By arranging in the order of OM addresses, horizontal linear interpolation can be realized.

FIG. 5 shows the configuration of the vertical data interpolator in the data interpolator 13. In FIG.
Reference numeral 31 is a 1H delay device, 32 is an adder, and 33 is a selector. The 1H delay device 31 is a means for obtaining data delayed by one line, and in order to interpolate the data from the graphic ROM 12 between vertical frames, the lower 2nd bit (V ₁ ) of the V address sequentially By switching the data averaged by the adder 32 between two lines by the selector 33, it is possible to perform vertical interpolation at a ratio of 1/2 of each of the two lines.

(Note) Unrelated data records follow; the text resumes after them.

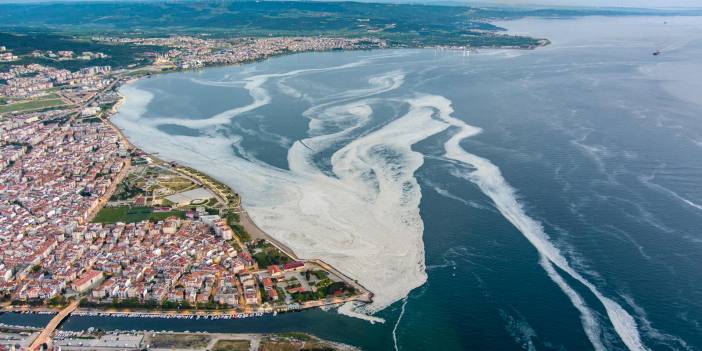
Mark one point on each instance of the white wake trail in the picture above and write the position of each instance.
(489, 179)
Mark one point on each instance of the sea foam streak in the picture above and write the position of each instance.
(489, 179)
(364, 219)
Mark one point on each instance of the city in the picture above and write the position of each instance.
(76, 226)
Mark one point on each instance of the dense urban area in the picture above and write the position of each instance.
(89, 221)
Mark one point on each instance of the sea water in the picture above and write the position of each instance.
(545, 199)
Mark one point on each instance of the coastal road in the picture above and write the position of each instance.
(45, 335)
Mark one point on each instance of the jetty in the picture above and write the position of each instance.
(45, 335)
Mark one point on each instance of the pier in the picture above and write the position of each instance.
(45, 335)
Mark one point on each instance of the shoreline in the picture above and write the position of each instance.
(124, 77)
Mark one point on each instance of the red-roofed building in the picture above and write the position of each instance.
(87, 280)
(295, 265)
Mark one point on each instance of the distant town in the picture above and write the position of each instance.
(89, 222)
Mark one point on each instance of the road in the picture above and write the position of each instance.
(45, 335)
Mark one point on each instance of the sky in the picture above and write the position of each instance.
(583, 3)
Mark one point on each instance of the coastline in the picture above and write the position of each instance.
(246, 220)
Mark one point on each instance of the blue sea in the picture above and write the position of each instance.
(493, 200)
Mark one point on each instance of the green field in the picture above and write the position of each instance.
(128, 214)
(32, 105)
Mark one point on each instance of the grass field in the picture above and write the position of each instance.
(232, 345)
(128, 214)
(31, 105)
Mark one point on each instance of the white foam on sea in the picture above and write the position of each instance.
(489, 179)
(362, 216)
(364, 220)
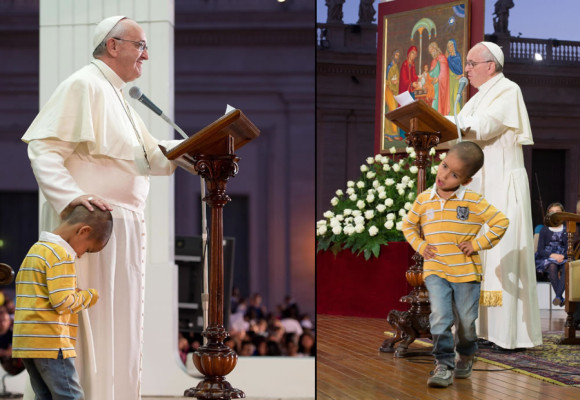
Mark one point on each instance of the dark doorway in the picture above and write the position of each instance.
(18, 227)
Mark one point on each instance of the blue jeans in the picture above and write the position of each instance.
(54, 379)
(452, 303)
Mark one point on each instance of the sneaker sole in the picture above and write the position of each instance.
(462, 375)
(439, 383)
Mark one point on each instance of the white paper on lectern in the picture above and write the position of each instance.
(404, 98)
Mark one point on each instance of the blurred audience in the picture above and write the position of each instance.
(255, 332)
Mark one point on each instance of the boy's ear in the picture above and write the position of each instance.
(84, 230)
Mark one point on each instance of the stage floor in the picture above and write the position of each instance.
(349, 366)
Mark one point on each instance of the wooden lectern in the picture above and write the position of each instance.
(425, 128)
(211, 154)
(570, 219)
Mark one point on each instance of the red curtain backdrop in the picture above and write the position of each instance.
(351, 286)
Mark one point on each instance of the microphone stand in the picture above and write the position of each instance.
(205, 294)
(457, 99)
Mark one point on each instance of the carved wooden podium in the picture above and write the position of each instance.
(570, 219)
(425, 128)
(211, 154)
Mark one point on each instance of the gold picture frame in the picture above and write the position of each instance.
(439, 38)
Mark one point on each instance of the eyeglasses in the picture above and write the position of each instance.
(141, 45)
(472, 64)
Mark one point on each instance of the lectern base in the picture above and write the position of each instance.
(215, 389)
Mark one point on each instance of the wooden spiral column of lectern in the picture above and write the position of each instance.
(211, 154)
(425, 128)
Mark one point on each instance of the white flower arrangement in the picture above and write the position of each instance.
(370, 212)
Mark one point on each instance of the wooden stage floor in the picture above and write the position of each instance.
(349, 366)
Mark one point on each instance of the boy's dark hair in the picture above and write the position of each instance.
(100, 221)
(471, 155)
(556, 204)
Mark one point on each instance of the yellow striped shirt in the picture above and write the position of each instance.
(445, 224)
(47, 301)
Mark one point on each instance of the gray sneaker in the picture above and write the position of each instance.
(440, 377)
(463, 366)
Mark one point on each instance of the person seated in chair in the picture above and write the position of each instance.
(551, 255)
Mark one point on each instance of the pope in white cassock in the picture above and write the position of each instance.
(88, 146)
(498, 121)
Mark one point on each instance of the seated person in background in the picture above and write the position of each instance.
(184, 348)
(307, 344)
(11, 365)
(552, 254)
(248, 348)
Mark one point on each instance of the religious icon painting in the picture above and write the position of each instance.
(423, 54)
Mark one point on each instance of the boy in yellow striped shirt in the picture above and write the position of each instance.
(443, 226)
(48, 300)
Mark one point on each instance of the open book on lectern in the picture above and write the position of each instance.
(223, 136)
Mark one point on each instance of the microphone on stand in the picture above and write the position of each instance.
(462, 83)
(137, 94)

When the graphic ROM 12 is converted to a graphic on a television, the horizontal and vertical data interpolators shown in FIGS. 4 and 5 are connected in series to interpolate a portion of the graphic ROM 12 which is shorter than the access time. This makes it possible to smooth the edge portion of the figure.

[0018]

As is apparent from the above embodiment, the present invention realizes the coordinate conversion circuit and the arithmetic circuit by the ROM regardless of the polar coordinate figure, and does not reconstruct a new arithmetic circuit. In addition, a new pattern can be realized only by changing the ROM, and the circuit scale can be reduced as compared with the conventional one, so that the cost can be reduced.

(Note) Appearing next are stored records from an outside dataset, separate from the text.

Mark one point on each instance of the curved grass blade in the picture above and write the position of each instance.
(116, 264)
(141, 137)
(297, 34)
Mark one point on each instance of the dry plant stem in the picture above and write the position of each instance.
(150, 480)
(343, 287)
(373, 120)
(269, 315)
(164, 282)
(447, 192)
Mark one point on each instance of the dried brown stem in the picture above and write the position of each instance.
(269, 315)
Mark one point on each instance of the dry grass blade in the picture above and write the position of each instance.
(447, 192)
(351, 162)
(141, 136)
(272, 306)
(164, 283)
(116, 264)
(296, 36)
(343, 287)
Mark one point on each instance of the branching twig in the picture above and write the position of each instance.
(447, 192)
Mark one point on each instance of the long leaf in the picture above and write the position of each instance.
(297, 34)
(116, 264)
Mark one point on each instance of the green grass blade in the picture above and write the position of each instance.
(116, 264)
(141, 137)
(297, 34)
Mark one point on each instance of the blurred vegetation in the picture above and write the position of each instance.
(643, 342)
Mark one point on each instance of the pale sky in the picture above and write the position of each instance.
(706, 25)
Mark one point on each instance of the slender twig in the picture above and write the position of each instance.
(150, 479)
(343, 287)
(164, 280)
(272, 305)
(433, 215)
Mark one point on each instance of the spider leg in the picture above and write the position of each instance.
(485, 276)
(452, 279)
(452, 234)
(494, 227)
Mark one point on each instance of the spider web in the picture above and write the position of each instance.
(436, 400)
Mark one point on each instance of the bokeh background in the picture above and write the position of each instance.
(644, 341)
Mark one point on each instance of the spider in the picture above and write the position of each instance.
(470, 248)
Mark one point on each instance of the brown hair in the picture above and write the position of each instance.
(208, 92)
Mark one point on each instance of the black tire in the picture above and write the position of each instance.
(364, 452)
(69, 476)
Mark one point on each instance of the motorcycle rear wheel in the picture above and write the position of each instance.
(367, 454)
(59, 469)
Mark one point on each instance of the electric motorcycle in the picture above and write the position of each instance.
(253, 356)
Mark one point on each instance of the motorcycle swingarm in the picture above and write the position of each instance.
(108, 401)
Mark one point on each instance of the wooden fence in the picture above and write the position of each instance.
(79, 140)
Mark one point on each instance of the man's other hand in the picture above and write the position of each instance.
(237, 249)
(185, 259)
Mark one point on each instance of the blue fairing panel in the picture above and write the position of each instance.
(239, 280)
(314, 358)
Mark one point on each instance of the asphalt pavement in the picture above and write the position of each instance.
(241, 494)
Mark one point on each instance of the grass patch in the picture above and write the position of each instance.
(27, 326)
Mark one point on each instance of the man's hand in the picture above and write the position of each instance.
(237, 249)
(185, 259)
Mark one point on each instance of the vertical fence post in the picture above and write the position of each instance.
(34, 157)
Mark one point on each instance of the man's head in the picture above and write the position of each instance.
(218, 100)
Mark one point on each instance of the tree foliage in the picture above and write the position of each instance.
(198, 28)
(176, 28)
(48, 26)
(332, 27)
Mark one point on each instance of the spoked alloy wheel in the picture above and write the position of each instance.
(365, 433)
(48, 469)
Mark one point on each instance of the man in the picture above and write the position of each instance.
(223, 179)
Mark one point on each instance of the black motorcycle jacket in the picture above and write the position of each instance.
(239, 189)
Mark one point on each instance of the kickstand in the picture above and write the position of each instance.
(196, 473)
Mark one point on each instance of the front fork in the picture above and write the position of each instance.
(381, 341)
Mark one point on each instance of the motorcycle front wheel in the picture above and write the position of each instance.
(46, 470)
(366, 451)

[Brief description of drawings]

FIG. 1 is a block diagram of a wipe pattern generator according to an embodiment of the present invention.

FIG. 2 is a ROM calculation diagram of a figure for a heart-shaped wipe pattern in one embodiment of the present invention.

FIG. 3 is a ROM stand-up diagram of a figure for a heart-shaped wipe pattern in one embodiment of the present invention.

FIG. 4 is a block diagram of a horizontal data interpolator according to an embodiment of the present invention.

FIG. 5 is a block diagram of a vertical direction data interpolator according to an embodiment of the present invention.

FIG. 6 is a block diagram of a wipe pattern generator in a conventional example.

[Explanation of symbols]

 11 address generator 12 graphic ROM 13 data interpolator 14 comparator 15 controller 21 D flip-flop 22, 23 adder 24, 25, 26 selector 31 1H delay device 32 adder 33 selector

Claims (4)

[Claims] 1. An address generator for generating Cartesian coordinates,
A graphic ROM for storing the graphic data and outputting the graphic data corresponding to the address signal from the address generator;
A data interpolator for smoothly interpolating the graphic data output from the graphic ROM so as to be suitable for display, and a comparison for varying the size of the graphic from the data interpolator by changing a predetermined threshold value. Pattern generating device with a container. 2. The graphic ROM formulates a graphic in which the solution of the equation is a pole by a cubic function of z = f (x, y), and converts the data resulting from the solution of the equation into DECIMAL to HEX. The wipe pattern generator according to claim 1, wherein the wipe pattern generator stores the wipe pattern. 3. The wipe pattern generator according to claim 1, wherein the data interpolator smoothes an edge portion by interpolating a portion less than the access time of the graphic ROM. 4. The wipe pattern generator according to claim 3, wherein the data interpolator comprises a horizontal data interpolator and a vertical data interpolator connected in series.